Perumpamaan tentang anak yang hilang merupakan cerita yang tak asing lagi bagi kita. Perumpamaan ini menceritakan sosok seorang ayah dengan dua orang anaknya. Cerita ini menggambarkan kehidupan manusia di dunia. Cerita ini sebenarnya sangat menggambarkan kelangsungan relasi antara Allah dengan manusia. Sang ayah menggambarkan sosok Bapa yang Maha Pengasih dan dua anaknya menggambarkan pribadi-
pribadi manusia.
Injil hari ini mau mengungkap realitas kehidupan manusia yang cenderung menghamburkan harta dan kepunyaan untuk berfoya-foya. Manusia kadang kala jatuh pada kesombongan, sehingga menghamburkan harta demi ketenaran atau supaya dipuji orang. Inilah yang digambarkan oleh anak yang hilang. Kemudian, sikap manusia lainnya yakni sulit untuk mengampuni orang yang ingin bertobat. Ini ditunjukkan oleh saudara anak yang hilang. Inilah realitas yang terjadi dalam kehidupan manusia. Dalam perumpamaan dikisahkan bahwa sang ayah membagi hartanya kepada anak-anaknya. Tindakan sang ayah ini menggambarkan keadilan Allah yang Maha Pengasih dan Penyayang terhadap semua orang. Berkatnya diberikan kepada kita semua umat manusia tanpa terkecuali. Selanjutnya, tinggal manusia sendiri yang memilih caranya masing-masing untuk menanggapinya. Kedua putra mempunyai cara masing-masing untuk menanggapi pemberian sang ayah. Yang satu memilih untuk tinggal di rumah dan membantu ayahnya. Hal ini mengandung makna kesetiaan berkarya untuk Kerajaan Allah. Sementara putra yang lain, meninggalkan rumah karena ingin membangun kerajaannya sendiri. Akhirnya ia melarat dan kembali kepada ayahnya.
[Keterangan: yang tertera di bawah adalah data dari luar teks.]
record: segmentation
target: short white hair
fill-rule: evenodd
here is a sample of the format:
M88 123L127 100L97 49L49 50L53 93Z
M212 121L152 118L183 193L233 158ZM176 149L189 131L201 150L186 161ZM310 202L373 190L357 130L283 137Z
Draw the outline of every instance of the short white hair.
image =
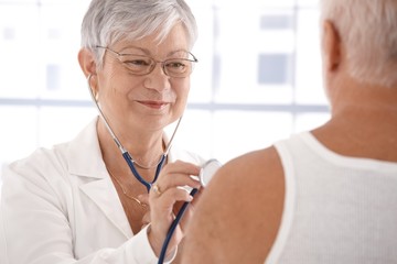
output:
M362 82L397 85L397 0L320 0L345 44L350 74Z
M92 0L82 23L82 47L103 64L104 51L121 40L140 40L158 33L161 42L172 28L181 23L193 47L197 38L195 18L184 0Z

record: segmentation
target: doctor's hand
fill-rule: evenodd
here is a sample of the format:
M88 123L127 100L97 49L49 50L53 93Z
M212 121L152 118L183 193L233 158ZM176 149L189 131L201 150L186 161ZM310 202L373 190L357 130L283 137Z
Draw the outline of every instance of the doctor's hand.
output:
M192 201L193 197L181 186L200 188L200 182L191 176L198 176L200 166L191 163L176 161L167 164L161 170L158 180L153 184L149 193L150 207L150 229L148 233L149 242L157 256L160 255L161 248L165 240L171 223L175 219L180 207L185 201ZM173 252L184 235L184 227L192 218L191 208L187 207L183 221L176 228L168 246L168 253ZM168 254L167 254L168 255Z

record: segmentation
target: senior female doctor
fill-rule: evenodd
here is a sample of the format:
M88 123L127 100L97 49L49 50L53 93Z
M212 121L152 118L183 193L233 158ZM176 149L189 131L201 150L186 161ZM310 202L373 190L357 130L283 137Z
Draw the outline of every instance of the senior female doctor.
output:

Dalam kehidupan sehari-hari, dua gambaran kehidupan manusia itu memang sangat nampak. Rahmat yang diberikan Tuhan bagi kita tidak dimanfaatkan dengan baik. Talenta dan kelebihan yang Ia berikan tidak dikembangkan sehingga talenta itu menghilang secara perlahan. Di sisi lain, kadang kala manusia jatuh pada kedisiplinan tanpa cinta kasih. Sebagian manusia menekankan kehidupan yang teratur. Tetapi, dalam kehidupan yang teratur itu, manusia lupa untuk memperhatikan sesama. Bila ada sesama yang terpuruk, kita sering menghakiminya tanpa merangkulnya untuk kembali berdiri tegak. Bila sesama ingin bertobat, hati kita sering kali menjadi keras. Kita semua adalah saudara dalam Kristus, karena telah mengalami kasih Allah lewat pengampunan-Nya. Maka, marilah kita berusaha hidup dalam terang Tuhan sambil meneruskan rahmat pengampunan Tuhan kepada sesama kita. Kita bersyukur atas pemberian Tuhan dan berusaha untuk peka terhadap sesama di sekitar kita.